General-Purpose LLMs Outperform Dedicated Medical AI Tools in Nature Medicine Study

A study published June 12, 2026, in Nature Medicine found that general-purpose large language models consistently outperformed dedicated clinical AI products across standardized medical tasks. The general-purpose models were also preferred by the clinicians using them.

What the study actually tested

The researchers pitted three major general-purpose LLMs against purpose-built medical tools. On one side: OpenAI’s GPT-5.2, Google’s Gemini 3.1 Pro Preview, and Anthropic’s Claude Opus 4.6. On the other: dedicated clinical products like OpenEvidence and UpToDate Expert AI, tools specifically designed and marketed for healthcare professionals.
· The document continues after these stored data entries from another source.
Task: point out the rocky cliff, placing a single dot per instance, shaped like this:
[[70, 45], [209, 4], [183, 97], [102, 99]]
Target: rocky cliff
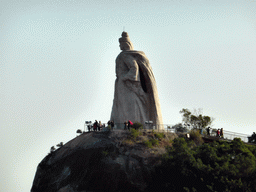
[[97, 161]]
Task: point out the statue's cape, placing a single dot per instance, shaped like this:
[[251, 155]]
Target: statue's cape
[[148, 83]]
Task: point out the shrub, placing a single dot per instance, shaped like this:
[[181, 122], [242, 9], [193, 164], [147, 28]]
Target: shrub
[[135, 133], [137, 126], [152, 142], [196, 136], [159, 135], [148, 143]]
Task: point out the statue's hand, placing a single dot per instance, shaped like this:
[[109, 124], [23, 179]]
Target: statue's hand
[[133, 85]]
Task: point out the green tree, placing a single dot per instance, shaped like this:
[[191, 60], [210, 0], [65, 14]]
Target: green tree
[[195, 120], [252, 139]]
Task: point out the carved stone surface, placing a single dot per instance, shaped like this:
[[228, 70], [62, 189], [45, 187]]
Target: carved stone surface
[[136, 96]]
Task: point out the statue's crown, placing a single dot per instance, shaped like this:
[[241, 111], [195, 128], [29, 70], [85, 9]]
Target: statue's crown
[[125, 37]]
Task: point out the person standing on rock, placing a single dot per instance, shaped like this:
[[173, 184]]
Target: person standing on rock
[[95, 125], [125, 125]]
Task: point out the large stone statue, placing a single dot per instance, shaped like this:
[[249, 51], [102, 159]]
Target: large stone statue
[[136, 96]]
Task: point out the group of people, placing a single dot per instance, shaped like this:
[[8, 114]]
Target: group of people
[[111, 124]]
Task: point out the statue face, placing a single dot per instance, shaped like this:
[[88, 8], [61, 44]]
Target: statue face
[[124, 46]]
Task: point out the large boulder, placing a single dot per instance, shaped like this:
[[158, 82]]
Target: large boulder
[[96, 161]]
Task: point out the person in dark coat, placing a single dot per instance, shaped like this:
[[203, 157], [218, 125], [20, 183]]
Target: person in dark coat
[[95, 125], [112, 124], [125, 125]]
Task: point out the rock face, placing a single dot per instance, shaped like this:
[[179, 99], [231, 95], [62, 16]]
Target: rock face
[[136, 96], [96, 161]]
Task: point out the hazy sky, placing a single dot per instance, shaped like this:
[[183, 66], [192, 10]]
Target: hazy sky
[[57, 68]]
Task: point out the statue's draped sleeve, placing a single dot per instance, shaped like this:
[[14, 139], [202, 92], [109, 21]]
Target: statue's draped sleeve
[[133, 73]]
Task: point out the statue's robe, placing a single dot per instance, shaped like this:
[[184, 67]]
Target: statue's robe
[[136, 96]]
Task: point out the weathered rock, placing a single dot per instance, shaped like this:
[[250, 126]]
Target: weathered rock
[[96, 161]]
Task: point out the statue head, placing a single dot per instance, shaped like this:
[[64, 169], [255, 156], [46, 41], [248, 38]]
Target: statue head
[[125, 42]]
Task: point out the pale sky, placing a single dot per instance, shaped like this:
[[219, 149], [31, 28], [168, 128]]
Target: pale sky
[[57, 68]]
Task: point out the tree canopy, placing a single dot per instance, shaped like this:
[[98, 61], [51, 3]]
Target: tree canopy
[[195, 120]]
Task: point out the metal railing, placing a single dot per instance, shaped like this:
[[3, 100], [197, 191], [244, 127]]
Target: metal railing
[[168, 128]]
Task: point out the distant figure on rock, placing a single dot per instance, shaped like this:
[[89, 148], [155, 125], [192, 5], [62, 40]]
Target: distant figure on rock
[[112, 124], [95, 125], [136, 96], [125, 125]]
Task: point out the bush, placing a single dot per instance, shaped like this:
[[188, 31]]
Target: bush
[[152, 142], [148, 143], [135, 133], [137, 126], [159, 135], [196, 136]]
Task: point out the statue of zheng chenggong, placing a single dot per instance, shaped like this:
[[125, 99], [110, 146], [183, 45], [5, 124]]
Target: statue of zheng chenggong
[[136, 96]]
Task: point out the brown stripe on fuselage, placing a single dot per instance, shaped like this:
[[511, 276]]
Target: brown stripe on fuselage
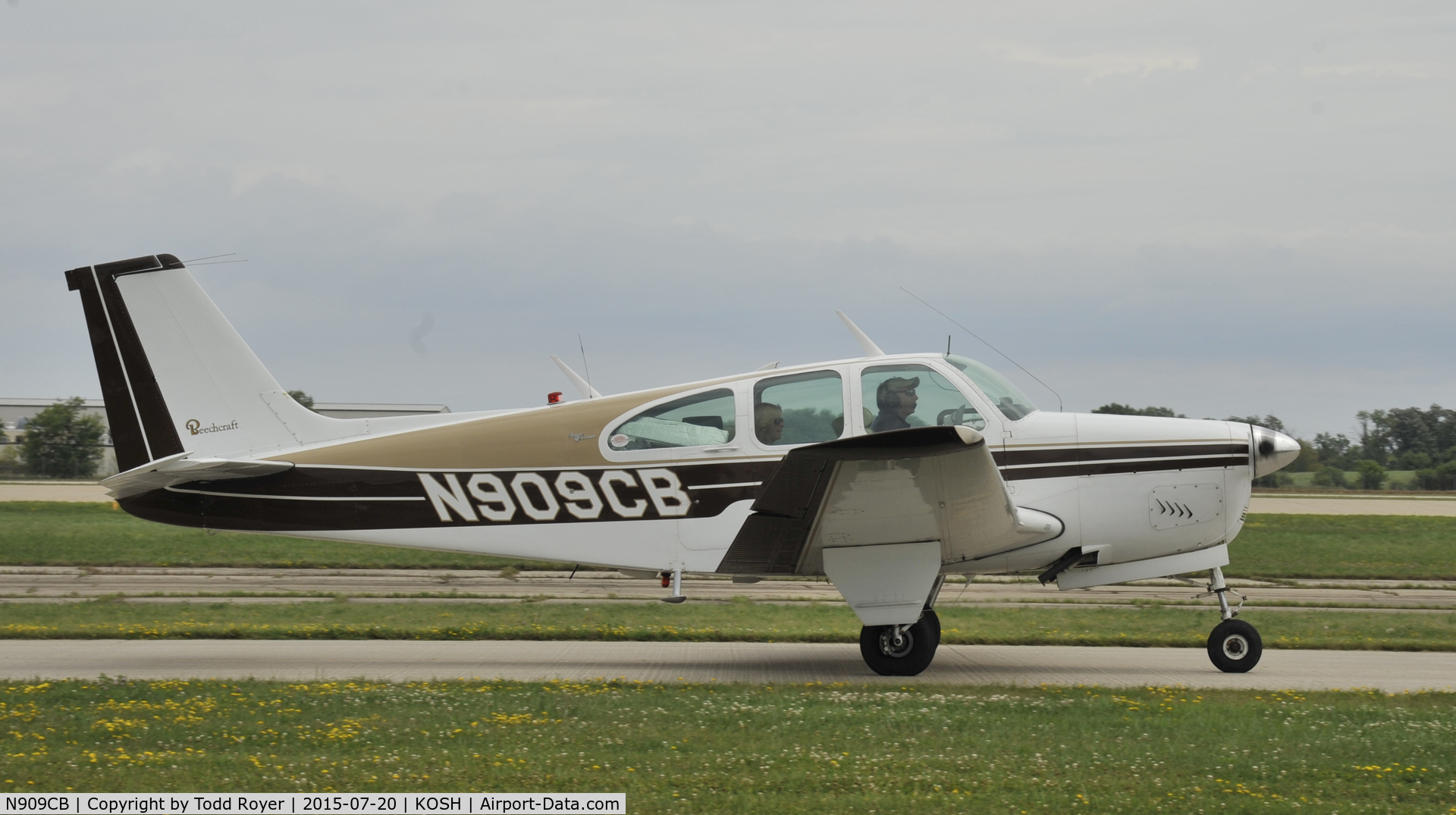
[[334, 498]]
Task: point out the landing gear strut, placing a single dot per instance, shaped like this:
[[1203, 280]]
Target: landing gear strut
[[903, 650], [1234, 647]]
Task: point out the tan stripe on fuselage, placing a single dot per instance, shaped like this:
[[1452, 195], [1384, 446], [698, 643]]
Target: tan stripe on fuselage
[[528, 440]]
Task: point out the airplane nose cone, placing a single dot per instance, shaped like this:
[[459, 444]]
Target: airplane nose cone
[[1272, 450]]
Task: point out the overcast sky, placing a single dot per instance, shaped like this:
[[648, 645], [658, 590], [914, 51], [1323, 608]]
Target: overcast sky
[[1223, 208]]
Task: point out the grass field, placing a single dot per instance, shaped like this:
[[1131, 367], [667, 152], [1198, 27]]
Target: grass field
[[712, 622], [746, 748], [1346, 546], [1272, 546]]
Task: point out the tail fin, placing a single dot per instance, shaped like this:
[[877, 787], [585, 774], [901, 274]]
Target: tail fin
[[175, 375]]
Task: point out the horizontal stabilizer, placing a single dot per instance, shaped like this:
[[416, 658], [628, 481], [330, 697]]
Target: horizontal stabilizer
[[182, 469]]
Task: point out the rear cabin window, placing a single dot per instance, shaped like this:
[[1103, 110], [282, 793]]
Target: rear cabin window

The battleground included MedQA questions, a well-established benchmark for evaluating medical knowledge drawn from medical licensing exams. The general-purpose models excelled across these tasks, beating the specialists on their home turf.
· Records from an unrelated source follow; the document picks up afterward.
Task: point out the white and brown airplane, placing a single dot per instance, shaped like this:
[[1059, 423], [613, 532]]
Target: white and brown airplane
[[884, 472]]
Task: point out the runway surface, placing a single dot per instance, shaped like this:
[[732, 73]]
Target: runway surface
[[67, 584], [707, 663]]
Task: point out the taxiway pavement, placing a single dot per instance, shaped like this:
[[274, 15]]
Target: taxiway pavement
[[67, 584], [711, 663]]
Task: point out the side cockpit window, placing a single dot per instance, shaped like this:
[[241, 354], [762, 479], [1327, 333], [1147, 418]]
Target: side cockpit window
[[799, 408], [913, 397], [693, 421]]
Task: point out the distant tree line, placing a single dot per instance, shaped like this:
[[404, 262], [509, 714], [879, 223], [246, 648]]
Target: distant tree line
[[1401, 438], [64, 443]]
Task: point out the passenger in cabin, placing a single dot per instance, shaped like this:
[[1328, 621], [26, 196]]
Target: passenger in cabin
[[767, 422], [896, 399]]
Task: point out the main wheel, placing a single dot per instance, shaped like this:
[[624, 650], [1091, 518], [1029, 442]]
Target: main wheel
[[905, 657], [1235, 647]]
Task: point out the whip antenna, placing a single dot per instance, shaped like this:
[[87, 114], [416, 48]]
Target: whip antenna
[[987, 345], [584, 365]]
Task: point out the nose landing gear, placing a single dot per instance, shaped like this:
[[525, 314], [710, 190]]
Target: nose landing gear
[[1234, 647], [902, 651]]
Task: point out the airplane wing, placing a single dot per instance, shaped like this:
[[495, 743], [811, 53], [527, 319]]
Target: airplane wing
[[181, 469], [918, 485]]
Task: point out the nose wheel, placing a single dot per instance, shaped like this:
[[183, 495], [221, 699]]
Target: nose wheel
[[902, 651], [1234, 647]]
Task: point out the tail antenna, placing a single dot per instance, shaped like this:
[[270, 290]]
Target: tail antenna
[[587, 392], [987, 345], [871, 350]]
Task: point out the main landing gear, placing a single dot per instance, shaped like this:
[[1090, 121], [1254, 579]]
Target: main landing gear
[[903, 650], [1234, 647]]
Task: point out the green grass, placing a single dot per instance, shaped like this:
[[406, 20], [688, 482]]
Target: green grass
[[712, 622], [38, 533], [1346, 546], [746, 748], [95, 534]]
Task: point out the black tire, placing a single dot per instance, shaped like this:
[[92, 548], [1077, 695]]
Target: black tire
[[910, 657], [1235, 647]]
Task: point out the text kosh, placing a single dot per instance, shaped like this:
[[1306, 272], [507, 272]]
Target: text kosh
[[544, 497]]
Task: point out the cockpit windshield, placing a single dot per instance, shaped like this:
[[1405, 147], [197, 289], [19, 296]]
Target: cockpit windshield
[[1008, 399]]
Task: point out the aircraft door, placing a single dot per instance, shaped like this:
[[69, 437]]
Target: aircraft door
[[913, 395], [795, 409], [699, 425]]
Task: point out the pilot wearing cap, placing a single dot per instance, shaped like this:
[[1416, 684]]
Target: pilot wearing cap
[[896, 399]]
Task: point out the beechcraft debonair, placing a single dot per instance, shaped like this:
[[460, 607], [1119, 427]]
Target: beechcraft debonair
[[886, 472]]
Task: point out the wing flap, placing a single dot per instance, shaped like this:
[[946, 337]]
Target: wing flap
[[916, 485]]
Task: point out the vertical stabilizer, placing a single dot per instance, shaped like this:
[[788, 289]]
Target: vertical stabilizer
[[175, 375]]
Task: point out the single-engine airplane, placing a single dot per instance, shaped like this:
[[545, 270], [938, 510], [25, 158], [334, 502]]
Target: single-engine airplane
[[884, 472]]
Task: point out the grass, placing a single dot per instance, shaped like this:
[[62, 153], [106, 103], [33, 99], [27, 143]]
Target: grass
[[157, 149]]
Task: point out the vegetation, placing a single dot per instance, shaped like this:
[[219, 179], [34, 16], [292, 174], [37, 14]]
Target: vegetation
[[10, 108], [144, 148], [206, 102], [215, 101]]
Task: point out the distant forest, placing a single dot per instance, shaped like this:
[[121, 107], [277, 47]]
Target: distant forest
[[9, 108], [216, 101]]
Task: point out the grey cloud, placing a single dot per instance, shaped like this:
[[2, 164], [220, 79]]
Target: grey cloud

Google Search AI Overview was included as a control, representing the kind of quick-reference tool physicians actually reach for during a busy shift.

A pattern that keeps repeating

A February 2025 study found that chatbots outperformed physicians who were limited to internet references for clinical decision-making.

Then came a randomized controlled study published February 9, 2026, involving 1,298 participants in the UK. Standalone LLMs achieved 94.9% accuracy in identifying medical conditions. The collaborative performance, where physicians worked alongside LLMs, did not surpass the control group.

Why this matters beyond healthcare

The researchers themselves identified a gap between high benchmark performance and real-world clinical applicability. Regulatory compliance, electronic health record integration, and liability frameworks do not show up in a MedQA score.

But clinician preference is hard to dismiss. If doctors actively prefer using GPT-5.2 over a tool built specifically for them, that’s a market signal, not just a research finding.